Chaperone domain: residues 1–155, Escort domain: residues 156–195.

b

Residues selected in the ordered region based on: Dihedral angle order parameter, with S(phi)+S(psi)>=1.8 Selected residue ranges: 8–38, 48–56, 63–71, 74–114, 118–148, 153–155, 159–177, 182–188, 190–194.

c

Secondary Structure Element ranges: 22–36, 65–69, 77–81, 88–101, 108–114, 117–123, 127–139, 142–146, 166–174, 182–188

The NMR structure of MESD clearly suggests two distinct structural domains: the central core domain (residues 1–155) and a C-terminal flexible helical domain (residues 156–195). We show the core domain in green and the C-terminal flexible helical domain in yellow with the potential interacting residues highlighted (Figure 1C). In the core domain, W32 and H46 are shown as purple sticks, with an additional five lysines, K14, K15, K68, K71 and K72. These residues spread along the edge of the core domain and are solvent exposed, mostly located in the loops (K14, K15, H46, K71 and K72) and flexible helix 2 (K68), except W32 which is located in helix 1. In the C-terminal flexible helical domain, an array of positively charged residue side chains are shown as brown sticks, including K160, K162, K164, K166, K169, K173, K183 and R187. These residues are conserved and fully solvent exposed. They are also located on the same edge and close to those positively charged lysines in the core domain. The electrostatic surface of MESD (Figure 1D) confirms even though these positively charged residues are in different domains, they seem to localize in close proximity, forming a positive surface on one side of MESD (Blue surface).

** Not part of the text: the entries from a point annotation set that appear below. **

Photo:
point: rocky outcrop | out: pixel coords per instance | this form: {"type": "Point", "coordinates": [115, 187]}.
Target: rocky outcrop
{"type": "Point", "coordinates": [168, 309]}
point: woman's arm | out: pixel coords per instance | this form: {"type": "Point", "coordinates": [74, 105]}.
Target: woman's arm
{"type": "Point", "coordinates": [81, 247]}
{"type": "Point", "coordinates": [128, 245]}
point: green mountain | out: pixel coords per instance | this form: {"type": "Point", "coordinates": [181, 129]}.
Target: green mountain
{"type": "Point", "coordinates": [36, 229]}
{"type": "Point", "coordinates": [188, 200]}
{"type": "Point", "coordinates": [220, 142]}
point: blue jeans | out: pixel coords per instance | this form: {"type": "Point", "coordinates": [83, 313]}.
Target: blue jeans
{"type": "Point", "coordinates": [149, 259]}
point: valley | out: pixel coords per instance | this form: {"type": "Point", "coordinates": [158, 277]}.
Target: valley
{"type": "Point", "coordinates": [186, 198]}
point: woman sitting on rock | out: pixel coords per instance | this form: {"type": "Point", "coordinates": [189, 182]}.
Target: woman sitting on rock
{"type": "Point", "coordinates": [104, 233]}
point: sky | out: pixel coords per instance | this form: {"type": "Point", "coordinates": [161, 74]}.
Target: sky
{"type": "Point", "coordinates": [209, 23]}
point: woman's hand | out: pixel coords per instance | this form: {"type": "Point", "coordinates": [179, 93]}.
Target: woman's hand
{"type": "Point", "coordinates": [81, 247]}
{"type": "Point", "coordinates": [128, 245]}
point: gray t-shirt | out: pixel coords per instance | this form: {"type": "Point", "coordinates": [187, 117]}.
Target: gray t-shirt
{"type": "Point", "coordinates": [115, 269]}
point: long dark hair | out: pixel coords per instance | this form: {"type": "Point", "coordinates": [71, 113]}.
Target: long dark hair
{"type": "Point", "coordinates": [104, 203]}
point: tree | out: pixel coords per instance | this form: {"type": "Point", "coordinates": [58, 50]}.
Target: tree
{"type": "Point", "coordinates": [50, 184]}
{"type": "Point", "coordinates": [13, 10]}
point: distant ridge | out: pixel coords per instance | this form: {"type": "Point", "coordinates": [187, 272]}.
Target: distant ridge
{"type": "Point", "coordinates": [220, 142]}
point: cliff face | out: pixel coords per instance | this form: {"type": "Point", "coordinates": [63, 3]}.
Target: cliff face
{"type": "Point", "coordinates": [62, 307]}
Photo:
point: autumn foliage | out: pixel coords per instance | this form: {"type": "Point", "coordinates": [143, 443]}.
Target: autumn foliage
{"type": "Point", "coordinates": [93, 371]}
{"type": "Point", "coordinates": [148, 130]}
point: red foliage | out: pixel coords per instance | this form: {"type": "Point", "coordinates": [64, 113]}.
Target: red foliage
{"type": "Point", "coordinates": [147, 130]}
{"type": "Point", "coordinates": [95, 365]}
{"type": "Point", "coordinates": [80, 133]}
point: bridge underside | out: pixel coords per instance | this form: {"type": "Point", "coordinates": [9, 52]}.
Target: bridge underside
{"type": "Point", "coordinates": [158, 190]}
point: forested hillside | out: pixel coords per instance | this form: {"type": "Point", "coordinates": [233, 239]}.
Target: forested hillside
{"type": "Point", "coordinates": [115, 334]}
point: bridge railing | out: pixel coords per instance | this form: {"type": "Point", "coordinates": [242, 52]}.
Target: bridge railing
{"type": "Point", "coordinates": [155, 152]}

The secondary and tertiary structures of MESD and its Drosophila orthologs are also compared (see Figures S1 and S2 available online). In figure S1, we compared the secondary structural locations of MESD with the NMR structure of a truncated mutant, MESD(60–155) (Kohler et al., 2006). Generally, secondary structural locations agree well between the two NMR structures with minor variations. In MESD, residues 22–37 form a long helix 1, which has extensive interactions with helix 2 and the C-terminal domain containing residues 156–195. The C-terminal domain of MESD forms two flexible helices, helices 5 and 6, interacting with helices 1 and 2 in the N-terminal part of MESD. We recently also determined the NMR structure of MESD(12–155), which is the most conserved domain of MESD across different species (Figure S2) (Chen et al., 2010). While MESD(12–155) and MESD adopt a similar tertiary structure, MESD(60–155) displays a major tertiary structural difference (Figure S2). In MESD(60–155), three helices, colored in purple, red and pink, are on the top of the β-sheet (Figure S2A). In contrast, only two helices (purple and pink) on the top, whereas the red helix is under the sheet in both MESD(12–155) and MESD (Figure S2B and S2C). Instead, an N-terminal helix between residues 22–37 (brown) is located on the top of the sheet in MESD and MESD(12–155). This helix is missing in MESD(60–155), however, it is functionally important since it contains the critical residue, W32 (Culi and Mann, 2003). The absence of this crucial helix in MESD(60–155) may be the reason for the tertiary structural difference between MESD and this mutant. The structure of MESD(12–155) is conserved in MESD with noticeable structural difference of helix 2 (residues 64–69) due to the domain-domain interactions, as evidenced by many inter-domain NOEs observed between helix 2 and the C-terminal flexible domain, residues 156–195 (Figure S3 for an example).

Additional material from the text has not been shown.